Ich muss am Ende des Jahres ein Projekt vorlegen, das mein Engagement im Verein belegt. Ansonsten meine Stunden leisten und… die Vorgesetzten zufriedenstellen.

Was bringst du aus deiner Erfahrung im Wedding mit?
Eine Anmerkung vorab: der Wedding ist gerade im Wandel und entfernt sich allmählich von dem Bild des Arbeiterviertels, das ihn lange geprägt hat. Dennoch bleiben einige Brennpunkte und genau in einem von diesen habe ich letztes Jahr meine Sozialarbeit geleistet. Sport ist für die Jugendlichen und Kinder sehr wichtig. Er ist der Türöffner zu deren Seele. Man kann damit Vertrauen schaffen und sich besser über das Alltagsleben unterhalten. Was wiederum bedeutet, ihnen andere Ratschläge geben zu können, als diejenigen, die sie sich im Freundeskreis holen könnten.

Mit welchen Teams bist du unterwegs?.
Ich bin im Kader der U20 und trainiere die U18.2 und die U16.3. Es sind beides Teams, die mir echte Freude bereiten. Bei der U18.2 sind meistens Spieler dabei, die bislang Basketball nicht als Hauptsportart betrachtet hatten, und man sieht, wie viel Spaß sie daran haben. Bei der U16.3 hängt die Messlatte höher: Ich hoffe, einige von denen können sich in diesem Jahr gut entwickeln und in Zukunft vielleicht den Sprung in die NBBL-Mannschaft schaffen.

Dem Sprung in die NBBL warst du selbst auch sehr nah, obwohl du spät angefangen hast.
Zweites Geheimnis enthüllt. Ich war am Anfang ein überzeugter Fußballer und fand das Ballwerfen doof. Dann kam die Erleuchtung durch einen Schulkameraden und ich bin zum Basketball gewechselt. Zunächst als Big Man, weil ich der Größte war, dann als Guard.
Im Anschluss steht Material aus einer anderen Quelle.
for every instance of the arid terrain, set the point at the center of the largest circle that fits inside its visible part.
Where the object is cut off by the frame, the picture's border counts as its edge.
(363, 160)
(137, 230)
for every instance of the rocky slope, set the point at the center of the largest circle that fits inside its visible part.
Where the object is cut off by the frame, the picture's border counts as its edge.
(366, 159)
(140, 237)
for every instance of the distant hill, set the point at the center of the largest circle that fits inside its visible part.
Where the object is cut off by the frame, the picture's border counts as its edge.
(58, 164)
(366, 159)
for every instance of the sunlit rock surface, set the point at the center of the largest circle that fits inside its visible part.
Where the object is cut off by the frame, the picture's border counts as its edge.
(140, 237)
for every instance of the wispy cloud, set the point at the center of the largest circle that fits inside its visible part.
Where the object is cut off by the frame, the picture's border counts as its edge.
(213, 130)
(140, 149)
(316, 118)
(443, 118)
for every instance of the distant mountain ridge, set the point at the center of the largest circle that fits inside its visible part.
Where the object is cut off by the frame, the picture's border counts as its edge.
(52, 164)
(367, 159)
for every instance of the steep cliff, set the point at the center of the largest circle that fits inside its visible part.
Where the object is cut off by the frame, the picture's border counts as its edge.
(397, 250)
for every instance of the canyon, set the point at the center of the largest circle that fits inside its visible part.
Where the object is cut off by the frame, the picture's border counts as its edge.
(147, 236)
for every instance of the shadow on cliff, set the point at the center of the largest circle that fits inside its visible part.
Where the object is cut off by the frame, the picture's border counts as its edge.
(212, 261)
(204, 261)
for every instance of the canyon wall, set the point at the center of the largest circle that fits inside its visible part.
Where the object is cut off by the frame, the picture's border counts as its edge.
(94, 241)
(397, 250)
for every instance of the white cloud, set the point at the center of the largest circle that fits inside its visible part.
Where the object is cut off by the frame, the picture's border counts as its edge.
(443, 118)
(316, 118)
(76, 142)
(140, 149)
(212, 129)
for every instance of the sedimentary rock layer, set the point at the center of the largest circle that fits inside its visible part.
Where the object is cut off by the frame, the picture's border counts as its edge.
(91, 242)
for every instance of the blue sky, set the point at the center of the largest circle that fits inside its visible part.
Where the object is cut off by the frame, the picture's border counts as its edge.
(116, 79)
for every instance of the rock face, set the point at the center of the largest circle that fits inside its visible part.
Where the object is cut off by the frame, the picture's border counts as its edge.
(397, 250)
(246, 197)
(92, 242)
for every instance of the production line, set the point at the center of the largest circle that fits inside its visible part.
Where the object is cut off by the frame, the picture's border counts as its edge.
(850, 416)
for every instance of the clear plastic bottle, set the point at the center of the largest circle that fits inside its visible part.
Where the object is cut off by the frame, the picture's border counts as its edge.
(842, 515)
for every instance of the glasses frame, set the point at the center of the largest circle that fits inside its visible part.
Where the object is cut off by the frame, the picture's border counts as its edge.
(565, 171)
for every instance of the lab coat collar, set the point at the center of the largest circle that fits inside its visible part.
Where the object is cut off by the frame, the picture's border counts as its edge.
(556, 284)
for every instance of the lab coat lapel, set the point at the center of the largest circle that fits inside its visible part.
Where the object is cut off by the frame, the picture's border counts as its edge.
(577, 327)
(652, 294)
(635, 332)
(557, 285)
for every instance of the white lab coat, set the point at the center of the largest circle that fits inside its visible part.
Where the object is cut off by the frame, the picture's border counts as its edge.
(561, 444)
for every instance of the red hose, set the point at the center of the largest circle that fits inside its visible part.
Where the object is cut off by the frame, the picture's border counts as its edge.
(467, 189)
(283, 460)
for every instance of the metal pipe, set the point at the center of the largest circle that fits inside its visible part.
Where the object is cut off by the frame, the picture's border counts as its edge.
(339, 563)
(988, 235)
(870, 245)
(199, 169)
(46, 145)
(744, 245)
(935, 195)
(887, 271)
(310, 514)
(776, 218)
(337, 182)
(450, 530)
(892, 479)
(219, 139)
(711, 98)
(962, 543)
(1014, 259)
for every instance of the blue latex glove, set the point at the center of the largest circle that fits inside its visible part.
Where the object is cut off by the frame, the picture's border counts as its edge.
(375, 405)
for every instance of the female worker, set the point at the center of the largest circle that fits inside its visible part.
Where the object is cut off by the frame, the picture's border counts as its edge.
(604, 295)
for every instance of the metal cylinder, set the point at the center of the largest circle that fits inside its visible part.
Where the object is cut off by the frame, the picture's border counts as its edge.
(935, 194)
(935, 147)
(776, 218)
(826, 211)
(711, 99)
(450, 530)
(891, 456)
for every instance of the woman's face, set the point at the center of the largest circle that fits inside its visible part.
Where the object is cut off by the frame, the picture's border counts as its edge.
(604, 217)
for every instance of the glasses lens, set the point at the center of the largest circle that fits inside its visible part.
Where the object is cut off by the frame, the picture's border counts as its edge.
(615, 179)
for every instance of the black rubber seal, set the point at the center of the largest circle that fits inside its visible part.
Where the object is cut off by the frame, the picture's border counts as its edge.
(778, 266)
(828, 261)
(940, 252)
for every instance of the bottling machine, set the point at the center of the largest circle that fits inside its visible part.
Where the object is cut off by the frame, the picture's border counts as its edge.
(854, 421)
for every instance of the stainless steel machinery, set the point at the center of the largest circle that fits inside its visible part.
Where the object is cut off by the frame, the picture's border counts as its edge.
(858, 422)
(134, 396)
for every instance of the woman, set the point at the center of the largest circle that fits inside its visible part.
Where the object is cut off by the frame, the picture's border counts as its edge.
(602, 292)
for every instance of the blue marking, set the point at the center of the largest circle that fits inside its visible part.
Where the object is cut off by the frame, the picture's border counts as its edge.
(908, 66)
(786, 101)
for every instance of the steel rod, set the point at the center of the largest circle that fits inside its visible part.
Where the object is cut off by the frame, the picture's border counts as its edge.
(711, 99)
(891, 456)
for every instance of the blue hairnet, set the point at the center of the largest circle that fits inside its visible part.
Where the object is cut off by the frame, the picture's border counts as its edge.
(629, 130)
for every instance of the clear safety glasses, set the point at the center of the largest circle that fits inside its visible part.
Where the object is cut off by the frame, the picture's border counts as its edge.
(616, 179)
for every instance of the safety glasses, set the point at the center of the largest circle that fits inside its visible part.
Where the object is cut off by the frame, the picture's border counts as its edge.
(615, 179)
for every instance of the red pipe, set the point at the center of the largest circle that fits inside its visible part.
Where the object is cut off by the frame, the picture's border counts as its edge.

Ich hatte mir als Ziel gesetzt, alles zu tun, um Jugendbundesliga spielen zu dürfen und habe allein an meinem Wurf und meinem Ballhandling gearbeitet. Vor anderthalb Jahren hätte es sogar geklappt, eine Knieverletzung verhinderte diesen Schritt. Aber das hat mir die Lust am Basketball nicht verdorben.

Siddhartha, vielen Dank für das interessante Gespräch. Willst du vielleicht als Letztes unseren Lesern etwas sagen?
Erst einmal: Vielen Dank für das Interesse am DBV, dem FSJ und mir als Person. Und zweitens: „Niemals vergessen: BALL IS LIFE“.